Casandra Cuevas

Personal information
- Full name: Betzy Casandra Cuevas Araujo
- Date of birth: 21 April 1997 (age 29)
- Place of birth: Azcapotzalco, Mexico City, Mexico
- Height: 1.59 m (5 ft 3 in)
- Position: Midfielder

Team information
- Current team: Toluca
- Number: 10

Senior career*
- Years: Team / Apps / (Gls)
- 2017–2024: América / 237 / (50)
- 2019: → Tijuana (loan) / 18 / (5)
- 2025–: Toluca / 30 / (1)

International career^{‡}
- 2013: Mexico U-17
- 2024–: Mexico / 1 / (0)

= Casandra Cuevas =

Mexican footballer (born 1997)

Betzy Casandra Cuevas Araujo (born 21 April 1997), known as Casandra "Cas" Cuevas or Betzy Cuevas, is a Mexican professional footballer who plays as a midfielder for Liga MX Femenil side Toluca and the Mexico women's national football team. Cuevas is one of the players with the most match appearances in Liga MX Femenil, and the player with the most match appearances for Club América.

== Club career ==

=== Club América (2017–2024) ===
Cuevas started her professional career with Club América in 2017, being part of the squad of América Femenil that participated in the first official tournament for the club, the 2017 Copa MX Femenil. Cuevas was a key player for América during the first seasons of the team, and was vital to obtain the first Liga MX Femenil title for the club during the Apertura 2018 tournament, in which she scored 10 goals including one on the first leg of the final.

After nearly eight years at the club, 237 league appearances and two league championships, Cuevas decided to part ways with América on 17 December 2024. She was the last remaining player at the club that was part of the América squad that participated in the initial Liga MX Femenil tournament back in 2017.

==== 2019: Loan to Club Tijuana ====
Cuevas joined Tijuana on loan ahead of the Apertura 2019 tournament. On her first and only tournament at Tijuana, Cuevas made 18 appearances and scored 5 goals, helping the team reach the playoffs for the first time.

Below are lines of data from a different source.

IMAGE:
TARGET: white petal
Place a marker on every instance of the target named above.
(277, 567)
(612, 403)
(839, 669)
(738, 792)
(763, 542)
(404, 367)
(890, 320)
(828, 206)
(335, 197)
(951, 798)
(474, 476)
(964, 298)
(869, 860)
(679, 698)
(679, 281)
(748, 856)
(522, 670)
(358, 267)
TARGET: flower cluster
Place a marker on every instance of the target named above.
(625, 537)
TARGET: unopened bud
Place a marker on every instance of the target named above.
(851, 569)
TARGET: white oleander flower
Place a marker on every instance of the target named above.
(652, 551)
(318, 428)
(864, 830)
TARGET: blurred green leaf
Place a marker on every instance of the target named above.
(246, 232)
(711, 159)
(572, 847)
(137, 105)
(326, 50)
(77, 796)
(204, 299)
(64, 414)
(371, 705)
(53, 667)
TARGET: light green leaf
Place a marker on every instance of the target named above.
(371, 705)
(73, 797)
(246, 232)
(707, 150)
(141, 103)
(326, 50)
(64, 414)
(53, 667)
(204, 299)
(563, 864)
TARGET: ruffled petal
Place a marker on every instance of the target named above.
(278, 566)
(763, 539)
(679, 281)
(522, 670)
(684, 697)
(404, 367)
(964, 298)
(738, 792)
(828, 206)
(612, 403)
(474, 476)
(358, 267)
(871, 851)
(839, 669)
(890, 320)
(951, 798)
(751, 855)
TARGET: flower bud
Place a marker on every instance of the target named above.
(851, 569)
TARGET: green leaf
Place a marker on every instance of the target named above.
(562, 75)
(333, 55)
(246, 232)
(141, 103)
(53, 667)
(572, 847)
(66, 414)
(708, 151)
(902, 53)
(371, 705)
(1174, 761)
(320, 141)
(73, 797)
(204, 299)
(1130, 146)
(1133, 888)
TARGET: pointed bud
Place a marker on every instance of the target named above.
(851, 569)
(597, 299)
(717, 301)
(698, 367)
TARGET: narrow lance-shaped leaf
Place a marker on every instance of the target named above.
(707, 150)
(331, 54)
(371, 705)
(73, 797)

Cuevas returned to América from the loan at Tijuana ahead of the Clausura 2020 tournament.

=== Toluca (2025-present) ===
On 17 December 2024, Toluca announced that Cuevas will be joining the club ahead of the Apertura 2025 tournament.

== International career ==
Cuevas had previously participated with the Mexico U-17 national team at the 2013 CONCACAF Women's U-17 Championship. She was called to the senior Mexico women's national football team on 27 May 2024 for two friendly matches against Canada. Cuevas made her debut with Mexico on 4 June 2024, coming into the pitch as a sub during the second match against Canada.